Konstantin Tsiolkovsky was an innovator all his life. Many of his ideas were ahead of their time, but were implemented decades later: here are two striking examples.

In 1895, life was in full swing on the streets of the provincial town of Borovsk.

"Oh, now I'll give it to you!" Someone shouted around the corner, and the wind brought the sound of hitting and dogs barking. What can you come up with in this situation? How to repair fences, borrow money from neighbors until payday. But as Tsiolkovsky, 38, walked to his home on Krugraya Street (where he lived for a while before moving to Kaluga), his mind was high, higher than anyone could have imagined.

An eccentric old man. Tsiolkovsky, a great scientist ahead of his time

Photo of Borovsk at the beginning of the century.

While one sees the wonder of the world in distant Moscow - the first electric light near the Kremlin comes on, Tsiolkovsky is working on something completely unimaginable - a space elevator. Cables connect Earth and orbital stations hovering in space.

As scientists believe, when the cable passes a drunk sleeping in a tavern, it carries a load, and the movement of the load accelerates due to the rotation of the earth. Today, a century later, this long-standing project has proven to be very real: Japan's JAXA space agency and NASA in the United States are working on building a space elevator.

An eccentric old man. Tsiolkovsky, a great scientist ahead of his time

Tsiolkovsky's home in Kaluga - today.

1927 On the second floor of an ordinary wooden house in Kaluga, the wooden floor creaks: a 70-year-old man is pacing left and right, refusing to come down for lunch. He held up his glasses and muttered something very strange in his voice: "... The friction of the train is almost destroyed by the excess air between the floor of the carriage and the adjacent tracks...".
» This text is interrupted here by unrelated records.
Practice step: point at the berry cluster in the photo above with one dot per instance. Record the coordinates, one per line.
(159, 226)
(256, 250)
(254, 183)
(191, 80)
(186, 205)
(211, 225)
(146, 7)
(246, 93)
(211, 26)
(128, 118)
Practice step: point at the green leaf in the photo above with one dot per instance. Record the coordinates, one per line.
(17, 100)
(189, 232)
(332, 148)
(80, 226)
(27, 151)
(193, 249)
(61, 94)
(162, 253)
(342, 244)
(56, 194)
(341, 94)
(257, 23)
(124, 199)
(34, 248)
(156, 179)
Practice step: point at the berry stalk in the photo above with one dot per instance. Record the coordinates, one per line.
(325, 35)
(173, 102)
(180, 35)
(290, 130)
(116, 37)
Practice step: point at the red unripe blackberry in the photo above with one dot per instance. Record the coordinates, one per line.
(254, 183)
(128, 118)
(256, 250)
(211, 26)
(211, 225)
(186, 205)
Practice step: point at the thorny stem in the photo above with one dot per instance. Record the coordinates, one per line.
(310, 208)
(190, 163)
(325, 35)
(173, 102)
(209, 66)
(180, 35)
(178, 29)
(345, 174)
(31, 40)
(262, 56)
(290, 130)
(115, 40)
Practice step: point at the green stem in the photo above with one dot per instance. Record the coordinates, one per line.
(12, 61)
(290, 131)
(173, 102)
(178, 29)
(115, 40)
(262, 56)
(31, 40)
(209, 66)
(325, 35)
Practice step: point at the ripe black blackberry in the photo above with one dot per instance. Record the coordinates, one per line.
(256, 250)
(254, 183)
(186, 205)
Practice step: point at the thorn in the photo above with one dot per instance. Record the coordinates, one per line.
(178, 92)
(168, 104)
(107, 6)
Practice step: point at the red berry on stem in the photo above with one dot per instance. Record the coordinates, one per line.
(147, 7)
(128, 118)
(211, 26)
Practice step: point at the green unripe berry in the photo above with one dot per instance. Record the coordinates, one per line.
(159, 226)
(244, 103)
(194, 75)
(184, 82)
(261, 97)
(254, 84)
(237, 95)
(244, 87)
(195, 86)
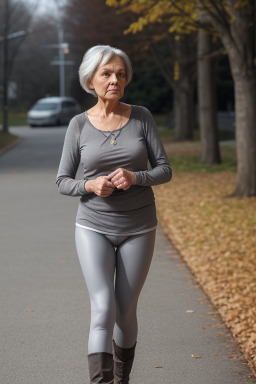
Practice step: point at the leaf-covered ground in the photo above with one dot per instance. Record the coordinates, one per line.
(216, 236)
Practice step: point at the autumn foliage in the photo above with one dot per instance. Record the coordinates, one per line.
(215, 235)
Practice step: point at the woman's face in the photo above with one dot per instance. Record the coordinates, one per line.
(109, 80)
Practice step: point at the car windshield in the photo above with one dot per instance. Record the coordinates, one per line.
(45, 106)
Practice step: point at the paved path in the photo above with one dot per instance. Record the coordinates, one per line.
(44, 302)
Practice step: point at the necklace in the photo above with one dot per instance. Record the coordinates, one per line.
(112, 141)
(118, 124)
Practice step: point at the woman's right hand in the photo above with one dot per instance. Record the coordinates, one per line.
(101, 186)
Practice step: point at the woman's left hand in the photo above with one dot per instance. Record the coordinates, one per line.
(122, 178)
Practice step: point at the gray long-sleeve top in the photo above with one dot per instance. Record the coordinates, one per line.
(137, 143)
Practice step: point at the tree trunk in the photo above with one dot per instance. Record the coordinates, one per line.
(183, 111)
(207, 104)
(245, 102)
(184, 116)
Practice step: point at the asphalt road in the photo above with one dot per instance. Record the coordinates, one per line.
(44, 302)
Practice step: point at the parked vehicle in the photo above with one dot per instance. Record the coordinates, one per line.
(52, 111)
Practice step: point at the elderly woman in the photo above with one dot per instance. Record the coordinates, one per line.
(116, 219)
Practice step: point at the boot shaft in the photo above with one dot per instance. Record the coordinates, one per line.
(101, 368)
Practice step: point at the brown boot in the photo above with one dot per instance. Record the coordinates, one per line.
(101, 368)
(123, 360)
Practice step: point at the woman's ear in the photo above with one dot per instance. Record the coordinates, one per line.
(90, 84)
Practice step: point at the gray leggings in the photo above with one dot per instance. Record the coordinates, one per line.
(115, 269)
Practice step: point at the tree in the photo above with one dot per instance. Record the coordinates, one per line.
(234, 22)
(207, 101)
(19, 15)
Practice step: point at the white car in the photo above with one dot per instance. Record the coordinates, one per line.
(53, 111)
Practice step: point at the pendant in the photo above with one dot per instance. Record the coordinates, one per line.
(113, 141)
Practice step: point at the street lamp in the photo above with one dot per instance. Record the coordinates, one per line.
(61, 62)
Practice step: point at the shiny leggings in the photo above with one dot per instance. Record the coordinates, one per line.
(115, 269)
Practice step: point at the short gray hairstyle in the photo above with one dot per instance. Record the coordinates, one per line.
(100, 55)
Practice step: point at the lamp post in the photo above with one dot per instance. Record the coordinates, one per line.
(63, 49)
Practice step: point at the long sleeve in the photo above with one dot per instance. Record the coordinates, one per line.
(161, 171)
(69, 163)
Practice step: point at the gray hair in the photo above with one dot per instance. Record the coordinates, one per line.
(100, 55)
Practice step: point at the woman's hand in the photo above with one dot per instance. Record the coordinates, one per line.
(122, 178)
(101, 186)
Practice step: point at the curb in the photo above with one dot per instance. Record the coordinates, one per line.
(9, 146)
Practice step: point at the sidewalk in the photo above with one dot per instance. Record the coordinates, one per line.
(45, 306)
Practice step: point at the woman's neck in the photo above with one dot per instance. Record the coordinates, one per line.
(106, 108)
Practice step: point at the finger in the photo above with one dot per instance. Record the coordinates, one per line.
(115, 173)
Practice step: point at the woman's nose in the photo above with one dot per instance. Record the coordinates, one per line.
(113, 78)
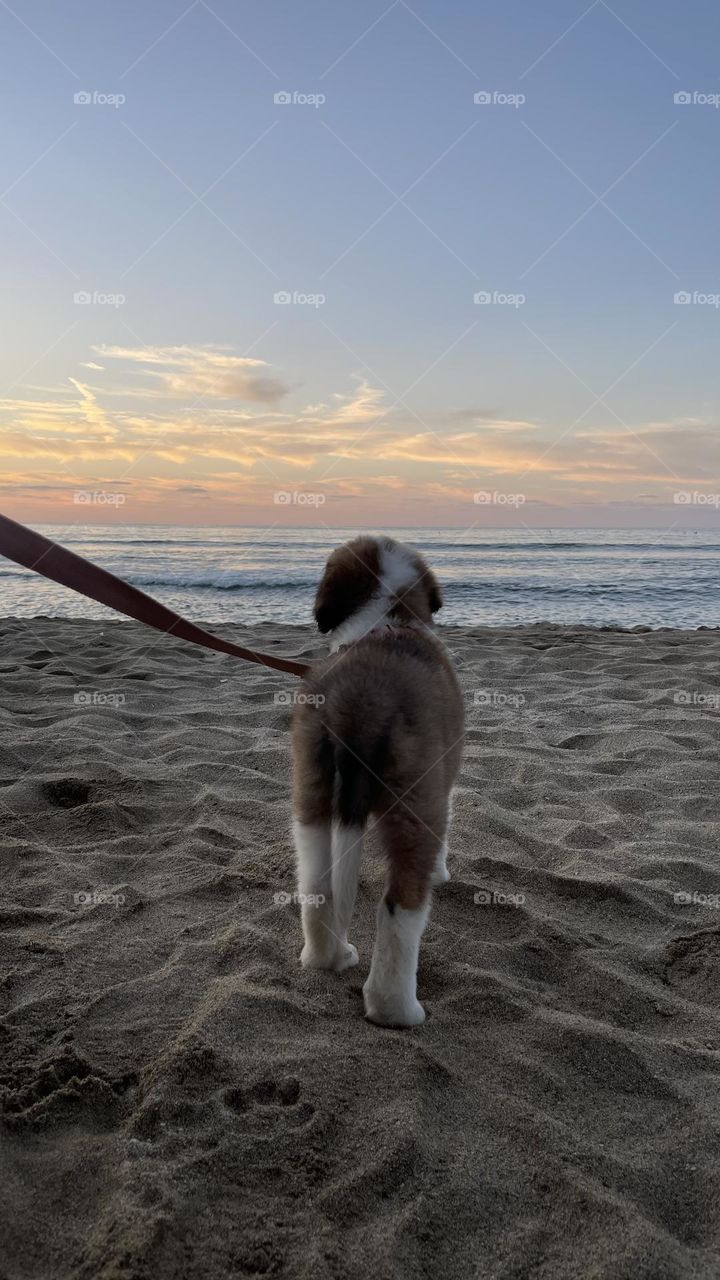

In his studio, Tsiolkovsky was finishing the book "Air Resistance and Fast Trains", in which he described the principle of movement of trains on air cushions, which can reach speeds of up to a hundred kilometers per hour.

An eccentric old man. Tsiolkovsky, a great scientist ahead of his time

Tsiolkovsky's desk.

Any Kaluga resident will tell this scientist that this is complete nonsense (Tsiolkovsky is generally considered eccentrics in the city). Although the train project never materialized, the "air cushion" technology itself is now everywhere: such ships in Russia, for example, can transport passengers across frozen rivers and lakes.

An eccentric old man. Tsiolkovsky, a great scientist ahead of his time

Kaluga at the beginning of the century, Tsiolkovsky used to walk through these streets.

Tsiolkovsky did not like to leave home. Sitting in his office, he came up with something more: the first prototype of a wind tunnel in the USSR (new rockets and aircraft are still being tested with the help of similar tubes), he gave the first extremely realistic description of the lunar landscape (82 years before the first human landing on the moon) and created a project of a giant airship with a metal casing (which was not yet built at that time). He also invented his own gas turbine engine design and proposed a "bottom-retractable casing" for the aircraft's landing gear.